The bots frustrated some of the company’s researchers who thought xAI was straying from its scientific mission, according to two people familiar with the situation, and some of them told colleagues they were leaving xAI because of these bots.
“Most A.I. researchers are driven by research. We want to answer big questions,” said Sasha Luccioni, a researcher at the A.I. start-up Hugging Face. “The direction that xAI seems to be taking is less appealing for most A.I. researchers — at least the ones I know.”
At the end of July, Mr. Musk and Mike Liberatore, xAI’s finance chief, raised $10 billion for the company, including an investment from SpaceX, Mr. Musk’s rocket company. But half of these funds are classified as debt that the company must eventually repay.
Two months later, Mr. Liberatore left company and was hired by the rival OpenAI for a finance role. Over the summer, xAI also parted ways with Mr. Babushkin, its general counsel and other key employees. Several prominent researchers have left for rivals like Meta and OpenAI.
“I’ve never seen anything crazier than A.I. recruiting,” Mr. Musk said during Wednesday’s meeting. One human resources manager also spoke about referral bonuses for existing employees, offering employees bonuses of 5 percent of their salary for every new hire, as well as a competition for prizes including a chance to watch a SpaceX launch on a personal tour that included private jet flights.
Mr. Musk did not discuss the company’s revenues. But he reiterated his commitment to creating a competitor to Microsoft cheekily called “Macrohard” that would use Grok to create software as well as an A.I. product for children ages 2 to 12 called “Baby Grok.”
Mr. Musk and his employees also emphasized the importance of xAI’s connections to the billionaire’s other companies, noting that Grok was already powering the voice of Tesla’s Optimus humanoid robots, which are being developed to handle work inside factories and other businesses.
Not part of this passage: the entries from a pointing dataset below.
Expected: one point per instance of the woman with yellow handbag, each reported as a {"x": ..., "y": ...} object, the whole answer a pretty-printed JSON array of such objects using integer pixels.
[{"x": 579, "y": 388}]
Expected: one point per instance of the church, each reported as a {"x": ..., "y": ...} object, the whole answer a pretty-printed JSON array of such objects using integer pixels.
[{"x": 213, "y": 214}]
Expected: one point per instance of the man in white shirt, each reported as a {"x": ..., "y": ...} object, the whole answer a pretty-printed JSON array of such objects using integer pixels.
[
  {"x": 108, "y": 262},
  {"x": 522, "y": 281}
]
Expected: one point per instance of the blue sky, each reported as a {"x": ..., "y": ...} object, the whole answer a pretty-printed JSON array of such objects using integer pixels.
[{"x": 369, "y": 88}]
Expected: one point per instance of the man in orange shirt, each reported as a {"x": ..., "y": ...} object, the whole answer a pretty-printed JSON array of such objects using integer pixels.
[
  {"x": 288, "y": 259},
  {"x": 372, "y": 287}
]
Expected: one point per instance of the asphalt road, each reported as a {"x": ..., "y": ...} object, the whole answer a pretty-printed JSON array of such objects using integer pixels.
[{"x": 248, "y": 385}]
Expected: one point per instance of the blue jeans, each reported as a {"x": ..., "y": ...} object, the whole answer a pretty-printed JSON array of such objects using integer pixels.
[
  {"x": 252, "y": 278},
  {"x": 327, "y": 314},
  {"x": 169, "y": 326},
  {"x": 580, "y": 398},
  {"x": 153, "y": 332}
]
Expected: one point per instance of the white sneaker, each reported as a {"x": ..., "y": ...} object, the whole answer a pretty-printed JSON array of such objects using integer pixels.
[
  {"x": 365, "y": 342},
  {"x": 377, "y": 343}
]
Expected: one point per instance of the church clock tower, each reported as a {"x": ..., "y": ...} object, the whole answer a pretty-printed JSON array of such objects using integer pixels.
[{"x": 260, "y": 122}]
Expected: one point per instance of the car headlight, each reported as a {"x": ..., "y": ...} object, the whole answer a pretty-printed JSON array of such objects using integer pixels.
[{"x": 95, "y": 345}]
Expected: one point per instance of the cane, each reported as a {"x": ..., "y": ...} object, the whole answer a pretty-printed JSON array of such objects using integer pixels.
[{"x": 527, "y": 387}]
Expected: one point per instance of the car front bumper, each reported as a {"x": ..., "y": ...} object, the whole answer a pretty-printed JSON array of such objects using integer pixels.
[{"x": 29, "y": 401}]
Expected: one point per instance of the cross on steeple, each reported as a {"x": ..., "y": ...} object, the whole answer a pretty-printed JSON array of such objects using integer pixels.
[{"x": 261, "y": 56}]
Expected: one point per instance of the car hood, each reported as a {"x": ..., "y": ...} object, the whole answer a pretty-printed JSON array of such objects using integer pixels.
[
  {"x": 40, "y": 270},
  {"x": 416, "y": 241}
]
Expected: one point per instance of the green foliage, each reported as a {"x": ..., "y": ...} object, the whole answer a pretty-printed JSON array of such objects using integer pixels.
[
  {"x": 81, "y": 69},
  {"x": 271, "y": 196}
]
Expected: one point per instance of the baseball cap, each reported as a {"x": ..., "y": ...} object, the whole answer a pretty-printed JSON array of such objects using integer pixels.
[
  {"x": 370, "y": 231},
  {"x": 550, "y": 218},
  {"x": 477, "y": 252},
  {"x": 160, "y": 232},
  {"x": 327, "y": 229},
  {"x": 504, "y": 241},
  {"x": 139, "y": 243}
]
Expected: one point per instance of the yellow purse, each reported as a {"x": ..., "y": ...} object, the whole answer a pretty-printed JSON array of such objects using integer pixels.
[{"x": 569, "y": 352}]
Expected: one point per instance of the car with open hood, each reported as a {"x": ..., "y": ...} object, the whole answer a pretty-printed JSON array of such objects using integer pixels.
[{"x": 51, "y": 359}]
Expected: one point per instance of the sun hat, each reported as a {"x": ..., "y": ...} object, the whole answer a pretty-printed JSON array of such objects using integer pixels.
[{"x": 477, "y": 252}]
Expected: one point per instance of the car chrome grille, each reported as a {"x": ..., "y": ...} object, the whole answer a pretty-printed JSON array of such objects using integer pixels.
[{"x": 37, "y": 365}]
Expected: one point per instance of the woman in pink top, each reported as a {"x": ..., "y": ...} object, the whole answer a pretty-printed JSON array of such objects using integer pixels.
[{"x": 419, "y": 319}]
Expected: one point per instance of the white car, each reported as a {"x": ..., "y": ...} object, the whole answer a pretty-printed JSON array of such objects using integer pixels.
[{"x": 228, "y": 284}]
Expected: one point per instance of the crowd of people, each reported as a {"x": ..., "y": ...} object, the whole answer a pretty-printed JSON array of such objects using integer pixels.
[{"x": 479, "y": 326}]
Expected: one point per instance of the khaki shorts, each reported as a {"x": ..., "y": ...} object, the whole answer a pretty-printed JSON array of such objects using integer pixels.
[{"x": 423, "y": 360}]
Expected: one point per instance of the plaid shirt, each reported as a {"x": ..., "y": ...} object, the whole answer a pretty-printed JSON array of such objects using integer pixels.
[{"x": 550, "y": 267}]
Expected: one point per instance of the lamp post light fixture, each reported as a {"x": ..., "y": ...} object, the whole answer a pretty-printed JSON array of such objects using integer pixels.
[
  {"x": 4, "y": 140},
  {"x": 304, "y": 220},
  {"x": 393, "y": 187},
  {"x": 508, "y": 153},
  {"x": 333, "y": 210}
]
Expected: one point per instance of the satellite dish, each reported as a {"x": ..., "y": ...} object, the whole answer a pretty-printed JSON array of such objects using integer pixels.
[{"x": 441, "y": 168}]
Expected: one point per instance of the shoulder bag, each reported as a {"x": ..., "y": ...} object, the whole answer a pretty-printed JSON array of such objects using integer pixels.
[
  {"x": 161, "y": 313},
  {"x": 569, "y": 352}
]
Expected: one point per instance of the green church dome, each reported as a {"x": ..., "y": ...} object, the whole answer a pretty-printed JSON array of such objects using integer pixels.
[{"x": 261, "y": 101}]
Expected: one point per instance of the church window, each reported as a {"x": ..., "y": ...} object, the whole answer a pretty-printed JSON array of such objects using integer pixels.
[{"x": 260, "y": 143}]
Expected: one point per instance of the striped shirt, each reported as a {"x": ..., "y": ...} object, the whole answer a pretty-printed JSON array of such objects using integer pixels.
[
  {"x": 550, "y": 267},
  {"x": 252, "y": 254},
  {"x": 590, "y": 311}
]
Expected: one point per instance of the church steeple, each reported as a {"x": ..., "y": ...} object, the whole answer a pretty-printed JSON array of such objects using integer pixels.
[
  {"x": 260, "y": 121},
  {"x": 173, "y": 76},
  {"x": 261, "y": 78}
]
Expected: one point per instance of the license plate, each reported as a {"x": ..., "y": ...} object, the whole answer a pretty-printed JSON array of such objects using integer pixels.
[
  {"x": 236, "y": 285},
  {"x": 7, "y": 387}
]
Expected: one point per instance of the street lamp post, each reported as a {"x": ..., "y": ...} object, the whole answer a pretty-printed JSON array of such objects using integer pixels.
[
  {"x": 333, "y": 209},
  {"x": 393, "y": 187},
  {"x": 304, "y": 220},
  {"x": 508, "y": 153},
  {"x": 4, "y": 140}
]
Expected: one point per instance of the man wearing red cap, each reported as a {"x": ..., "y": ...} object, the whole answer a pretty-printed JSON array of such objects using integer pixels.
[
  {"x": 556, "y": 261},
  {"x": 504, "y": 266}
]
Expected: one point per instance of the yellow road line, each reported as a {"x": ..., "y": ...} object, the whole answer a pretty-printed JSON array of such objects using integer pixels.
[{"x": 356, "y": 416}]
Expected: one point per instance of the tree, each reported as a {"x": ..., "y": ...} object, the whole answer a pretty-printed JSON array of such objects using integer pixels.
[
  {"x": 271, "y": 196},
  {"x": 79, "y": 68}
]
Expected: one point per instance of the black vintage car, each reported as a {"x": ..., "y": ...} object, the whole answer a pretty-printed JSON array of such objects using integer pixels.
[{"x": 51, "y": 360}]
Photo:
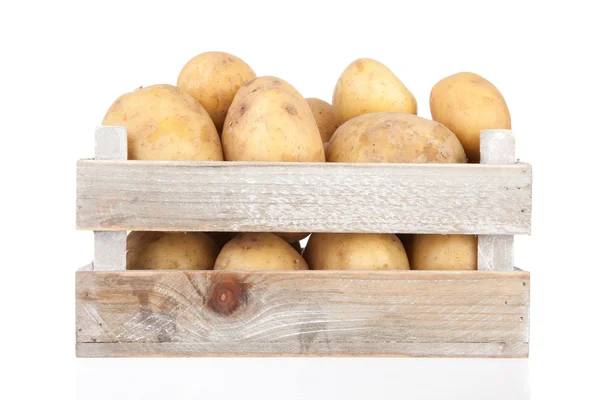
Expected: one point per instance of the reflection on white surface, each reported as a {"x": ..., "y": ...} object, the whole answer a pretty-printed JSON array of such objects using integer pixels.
[{"x": 302, "y": 378}]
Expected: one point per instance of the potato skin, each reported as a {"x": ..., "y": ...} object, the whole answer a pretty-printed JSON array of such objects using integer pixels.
[
  {"x": 466, "y": 103},
  {"x": 270, "y": 121},
  {"x": 165, "y": 123},
  {"x": 443, "y": 252},
  {"x": 325, "y": 117},
  {"x": 213, "y": 79},
  {"x": 170, "y": 250},
  {"x": 259, "y": 252},
  {"x": 355, "y": 251},
  {"x": 368, "y": 86},
  {"x": 394, "y": 137}
]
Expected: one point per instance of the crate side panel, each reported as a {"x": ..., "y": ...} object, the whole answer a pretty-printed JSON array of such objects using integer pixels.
[
  {"x": 145, "y": 313},
  {"x": 304, "y": 197}
]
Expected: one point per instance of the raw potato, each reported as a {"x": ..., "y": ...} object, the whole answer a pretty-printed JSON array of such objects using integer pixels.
[
  {"x": 393, "y": 137},
  {"x": 259, "y": 252},
  {"x": 213, "y": 79},
  {"x": 292, "y": 237},
  {"x": 165, "y": 123},
  {"x": 466, "y": 103},
  {"x": 170, "y": 250},
  {"x": 355, "y": 251},
  {"x": 443, "y": 252},
  {"x": 270, "y": 121},
  {"x": 368, "y": 86},
  {"x": 323, "y": 113}
]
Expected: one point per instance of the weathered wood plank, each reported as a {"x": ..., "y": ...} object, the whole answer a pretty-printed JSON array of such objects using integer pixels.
[
  {"x": 110, "y": 247},
  {"x": 496, "y": 252},
  {"x": 396, "y": 313},
  {"x": 304, "y": 197}
]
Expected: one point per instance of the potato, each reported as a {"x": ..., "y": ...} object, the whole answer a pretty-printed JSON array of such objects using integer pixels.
[
  {"x": 447, "y": 252},
  {"x": 323, "y": 113},
  {"x": 270, "y": 121},
  {"x": 393, "y": 137},
  {"x": 165, "y": 123},
  {"x": 355, "y": 251},
  {"x": 213, "y": 79},
  {"x": 170, "y": 250},
  {"x": 259, "y": 252},
  {"x": 292, "y": 237},
  {"x": 297, "y": 246},
  {"x": 368, "y": 86},
  {"x": 466, "y": 103}
]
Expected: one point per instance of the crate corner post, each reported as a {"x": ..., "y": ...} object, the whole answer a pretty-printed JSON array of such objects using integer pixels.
[
  {"x": 110, "y": 246},
  {"x": 496, "y": 252}
]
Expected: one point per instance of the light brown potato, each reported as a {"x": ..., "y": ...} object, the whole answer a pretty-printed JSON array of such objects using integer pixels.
[
  {"x": 323, "y": 113},
  {"x": 170, "y": 250},
  {"x": 292, "y": 237},
  {"x": 259, "y": 252},
  {"x": 443, "y": 252},
  {"x": 466, "y": 103},
  {"x": 393, "y": 137},
  {"x": 297, "y": 246},
  {"x": 165, "y": 123},
  {"x": 270, "y": 121},
  {"x": 213, "y": 79},
  {"x": 355, "y": 251},
  {"x": 368, "y": 86}
]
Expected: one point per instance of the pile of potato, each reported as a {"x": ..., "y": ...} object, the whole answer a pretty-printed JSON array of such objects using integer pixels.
[{"x": 221, "y": 111}]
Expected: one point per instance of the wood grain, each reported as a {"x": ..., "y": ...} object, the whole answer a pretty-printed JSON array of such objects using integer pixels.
[
  {"x": 354, "y": 313},
  {"x": 496, "y": 252},
  {"x": 110, "y": 247},
  {"x": 303, "y": 197}
]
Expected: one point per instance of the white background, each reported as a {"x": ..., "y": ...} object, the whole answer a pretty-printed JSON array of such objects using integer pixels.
[{"x": 63, "y": 63}]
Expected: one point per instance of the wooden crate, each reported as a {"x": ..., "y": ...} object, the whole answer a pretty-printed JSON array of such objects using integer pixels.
[{"x": 482, "y": 313}]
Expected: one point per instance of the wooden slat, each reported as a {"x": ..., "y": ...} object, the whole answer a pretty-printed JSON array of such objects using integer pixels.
[
  {"x": 110, "y": 247},
  {"x": 396, "y": 313},
  {"x": 496, "y": 252},
  {"x": 304, "y": 197}
]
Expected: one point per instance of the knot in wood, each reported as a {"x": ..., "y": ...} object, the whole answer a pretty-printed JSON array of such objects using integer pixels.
[{"x": 226, "y": 296}]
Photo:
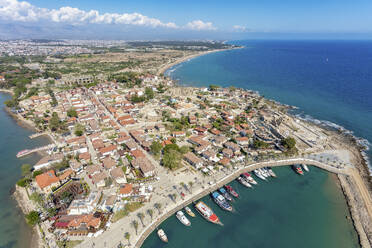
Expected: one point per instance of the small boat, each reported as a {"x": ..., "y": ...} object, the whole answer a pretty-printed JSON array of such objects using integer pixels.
[
  {"x": 207, "y": 212},
  {"x": 305, "y": 167},
  {"x": 163, "y": 237},
  {"x": 225, "y": 194},
  {"x": 259, "y": 174},
  {"x": 221, "y": 201},
  {"x": 249, "y": 178},
  {"x": 189, "y": 211},
  {"x": 271, "y": 172},
  {"x": 231, "y": 191},
  {"x": 182, "y": 218},
  {"x": 244, "y": 182},
  {"x": 298, "y": 169}
]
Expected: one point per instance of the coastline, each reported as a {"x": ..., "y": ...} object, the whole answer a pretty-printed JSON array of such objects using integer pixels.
[{"x": 166, "y": 67}]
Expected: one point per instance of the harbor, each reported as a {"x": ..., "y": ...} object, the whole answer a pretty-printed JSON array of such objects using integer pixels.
[
  {"x": 270, "y": 208},
  {"x": 226, "y": 180}
]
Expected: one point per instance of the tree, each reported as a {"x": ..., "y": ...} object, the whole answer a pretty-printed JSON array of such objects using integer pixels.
[
  {"x": 150, "y": 212},
  {"x": 23, "y": 182},
  {"x": 79, "y": 129},
  {"x": 33, "y": 218},
  {"x": 155, "y": 147},
  {"x": 172, "y": 159},
  {"x": 140, "y": 215},
  {"x": 135, "y": 225},
  {"x": 289, "y": 143},
  {"x": 72, "y": 113},
  {"x": 26, "y": 170},
  {"x": 158, "y": 207},
  {"x": 127, "y": 237},
  {"x": 149, "y": 93}
]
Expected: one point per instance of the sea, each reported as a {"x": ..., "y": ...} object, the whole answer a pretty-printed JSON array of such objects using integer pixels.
[
  {"x": 14, "y": 232},
  {"x": 329, "y": 82}
]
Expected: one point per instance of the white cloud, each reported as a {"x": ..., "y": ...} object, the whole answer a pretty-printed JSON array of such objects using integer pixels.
[
  {"x": 200, "y": 25},
  {"x": 239, "y": 28},
  {"x": 15, "y": 10}
]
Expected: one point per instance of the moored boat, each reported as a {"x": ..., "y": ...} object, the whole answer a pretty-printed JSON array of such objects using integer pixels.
[
  {"x": 259, "y": 174},
  {"x": 163, "y": 237},
  {"x": 249, "y": 178},
  {"x": 244, "y": 182},
  {"x": 231, "y": 191},
  {"x": 182, "y": 218},
  {"x": 189, "y": 211},
  {"x": 298, "y": 169},
  {"x": 225, "y": 194},
  {"x": 207, "y": 212},
  {"x": 306, "y": 168},
  {"x": 221, "y": 201},
  {"x": 271, "y": 172}
]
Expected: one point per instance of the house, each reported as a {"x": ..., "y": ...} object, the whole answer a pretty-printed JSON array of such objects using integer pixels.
[
  {"x": 84, "y": 205},
  {"x": 118, "y": 176},
  {"x": 192, "y": 159},
  {"x": 108, "y": 163},
  {"x": 126, "y": 190},
  {"x": 47, "y": 181},
  {"x": 99, "y": 179},
  {"x": 48, "y": 160}
]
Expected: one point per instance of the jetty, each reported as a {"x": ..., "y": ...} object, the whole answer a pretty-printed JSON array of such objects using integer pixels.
[
  {"x": 227, "y": 179},
  {"x": 35, "y": 135},
  {"x": 37, "y": 149}
]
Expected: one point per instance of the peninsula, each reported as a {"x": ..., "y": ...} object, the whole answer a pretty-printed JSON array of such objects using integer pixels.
[{"x": 130, "y": 147}]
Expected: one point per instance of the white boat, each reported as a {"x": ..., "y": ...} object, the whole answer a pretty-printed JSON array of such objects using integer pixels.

Recently, he has publicly supported a Tesla shareholder proposal calling on the electric carmaker to invest in his A.I. start-up. Shareholders are scheduled to vote on the proposal in early November.
On Wednesday, Mr. Musk added that Tesla’s offices were just a short walk away.
“The reason xAI is here is because Tesla is right across the road,” he said. “My prediction is: Optimus will be more productive than the entire global economy. That the output of goods and services from Optimus will far exceed the global economy, of everyone on Earth.”